One Time, I Made My Daughter Cry...
...and it was awesome.
She read the letter and for about six weeks, she talked about the upcoming audition on a daily basis. And for about six weeks, I tried to encourage her while reigning her in, just a little.
I did theatre through high school and college, and while performing is one of the most brilliant highs I've ever known, getting to the stage can be brutal. I will never forget my first rejection that had nothing to do with my ability: I wasn't "cute" enough. I was 19. The girl who got cast looked like Selena Gomez with giant boobs. I'm not ugly but I don't think anyone would describe me as "cute." You can't improve on cuteness.

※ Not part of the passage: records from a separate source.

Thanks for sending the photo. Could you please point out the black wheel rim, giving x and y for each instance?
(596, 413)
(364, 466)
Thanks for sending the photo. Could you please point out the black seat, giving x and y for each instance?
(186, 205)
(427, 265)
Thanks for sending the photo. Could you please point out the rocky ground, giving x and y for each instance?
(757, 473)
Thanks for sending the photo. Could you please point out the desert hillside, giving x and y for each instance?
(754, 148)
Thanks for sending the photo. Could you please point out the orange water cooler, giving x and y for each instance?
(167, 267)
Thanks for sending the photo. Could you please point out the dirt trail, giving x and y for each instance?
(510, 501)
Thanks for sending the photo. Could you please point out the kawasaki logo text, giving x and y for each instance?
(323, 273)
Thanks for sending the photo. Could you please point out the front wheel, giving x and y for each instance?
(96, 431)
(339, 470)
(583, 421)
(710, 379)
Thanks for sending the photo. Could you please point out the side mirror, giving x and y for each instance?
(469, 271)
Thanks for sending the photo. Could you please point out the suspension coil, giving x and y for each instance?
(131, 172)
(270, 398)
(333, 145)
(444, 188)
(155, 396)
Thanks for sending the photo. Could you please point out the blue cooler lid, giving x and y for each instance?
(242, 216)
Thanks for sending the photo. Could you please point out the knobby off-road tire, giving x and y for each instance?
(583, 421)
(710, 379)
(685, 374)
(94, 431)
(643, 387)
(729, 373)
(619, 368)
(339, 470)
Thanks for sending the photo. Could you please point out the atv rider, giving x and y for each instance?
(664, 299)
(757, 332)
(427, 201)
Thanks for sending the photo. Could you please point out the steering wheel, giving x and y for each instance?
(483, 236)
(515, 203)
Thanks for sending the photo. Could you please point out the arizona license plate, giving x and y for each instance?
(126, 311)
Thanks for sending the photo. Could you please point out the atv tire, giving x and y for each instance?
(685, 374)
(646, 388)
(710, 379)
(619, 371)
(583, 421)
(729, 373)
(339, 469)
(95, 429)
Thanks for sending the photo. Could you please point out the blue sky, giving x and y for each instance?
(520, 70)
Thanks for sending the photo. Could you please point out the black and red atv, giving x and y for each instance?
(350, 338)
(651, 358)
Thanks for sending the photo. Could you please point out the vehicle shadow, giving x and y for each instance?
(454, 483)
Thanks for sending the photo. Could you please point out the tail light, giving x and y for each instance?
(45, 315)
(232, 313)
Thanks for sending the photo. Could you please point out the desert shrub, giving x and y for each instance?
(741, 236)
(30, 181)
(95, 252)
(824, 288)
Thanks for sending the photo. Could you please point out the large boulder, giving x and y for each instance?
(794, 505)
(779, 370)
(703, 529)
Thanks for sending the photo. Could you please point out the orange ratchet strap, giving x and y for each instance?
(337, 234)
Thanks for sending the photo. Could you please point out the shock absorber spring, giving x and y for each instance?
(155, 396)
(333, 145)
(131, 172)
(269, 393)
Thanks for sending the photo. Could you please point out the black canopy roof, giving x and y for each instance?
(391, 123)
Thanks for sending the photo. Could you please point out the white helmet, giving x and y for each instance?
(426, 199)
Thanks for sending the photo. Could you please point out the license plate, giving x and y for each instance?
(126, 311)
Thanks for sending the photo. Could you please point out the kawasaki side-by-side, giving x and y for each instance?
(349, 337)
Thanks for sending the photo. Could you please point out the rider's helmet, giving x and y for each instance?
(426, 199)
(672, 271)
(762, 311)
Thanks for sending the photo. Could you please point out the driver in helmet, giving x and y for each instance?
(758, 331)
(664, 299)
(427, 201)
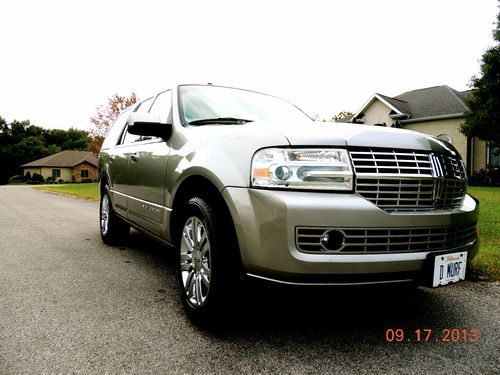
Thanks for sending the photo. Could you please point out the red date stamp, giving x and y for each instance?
(453, 335)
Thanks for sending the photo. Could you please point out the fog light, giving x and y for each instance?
(333, 240)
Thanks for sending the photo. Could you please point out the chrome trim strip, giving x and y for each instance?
(141, 200)
(328, 284)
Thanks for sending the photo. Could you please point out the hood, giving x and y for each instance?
(335, 134)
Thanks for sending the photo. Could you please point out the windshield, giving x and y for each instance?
(200, 105)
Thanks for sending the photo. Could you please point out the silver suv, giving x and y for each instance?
(241, 183)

Yeah, a decade later, it still stings a little (I nailed that audition, y'all).
I'm not naive enough to believe that just because my child is seven, she can't be disappointed and hurt. The Nutcracker isn't a little recital piece. It's not a school show. It's serious production and a Big Damn Deal, and I had serious reservations that my sweet SG would have a spot after eight ballet lessons -- six of which happened three months before her audition.
But she wanted to try and I wasn't going to stop her. I prepped her as best I could. Who knew musical theatre auditions could come in handy while parenting?: You mustn't be silly or distracted. They probably won't call you by your name, you'll get a number. Know your number. Listen for your number. They'll teach you part of the dance and you'll dance in a group, you may dance a few times. You may do the same thing over and over but you need to try your best each time. It's two hours. It's a long time but you need to pay attention even if it's not your turn.
What I didn't tell her: I think your chances of getting this are slim. There are girls that have been dancing since they were toddlers. It doesn't mean you're not good, it means you need more experience and you can try again next year if you want.
But she wanted it. And she was excited.
We got ready...
...and headed to the audition.
Two hours later, she burst out of the studio, threw her arms around my waist and, grinning from ear to ear announced, "That was fun!" "It was?" I asked. "Yes! I'm going to be an angel." She said it was total and utter confidence, complete assurance. "Maybe, sweetheart. They won't send the cast list out for a few weeks. We won't know for sure for a while. But you had fun and that's what matters." And we headed home to wait.
The parent meeting for the show was October 6. On October 4, I was getting our plans for the month together and it dawned on me that, probably, I wasn't going to need to factor in rehearsals. And then, at 10:33 am, this arrived in my inbox:
And, holy crap, she got it. She was an angel.
I called Mr. G. "I'm going to surprise her during lunch at school with flowers. Can you meet me?" He couldn't, but I promised to take pictures. I called her teacher to make sure it was okay to meet her at lunch with flowers. "DON'T SAY ANYTHING," I cautioned. I called my mom, "She got it. SHE. GOT. IT." "Take the email so she can see," Mom suggested. Oooh. Good idea. I printed everything. We ran to the store for hot pink roses (and a vanilla yogurt for X to busy himself with while I arranged flowers in the van).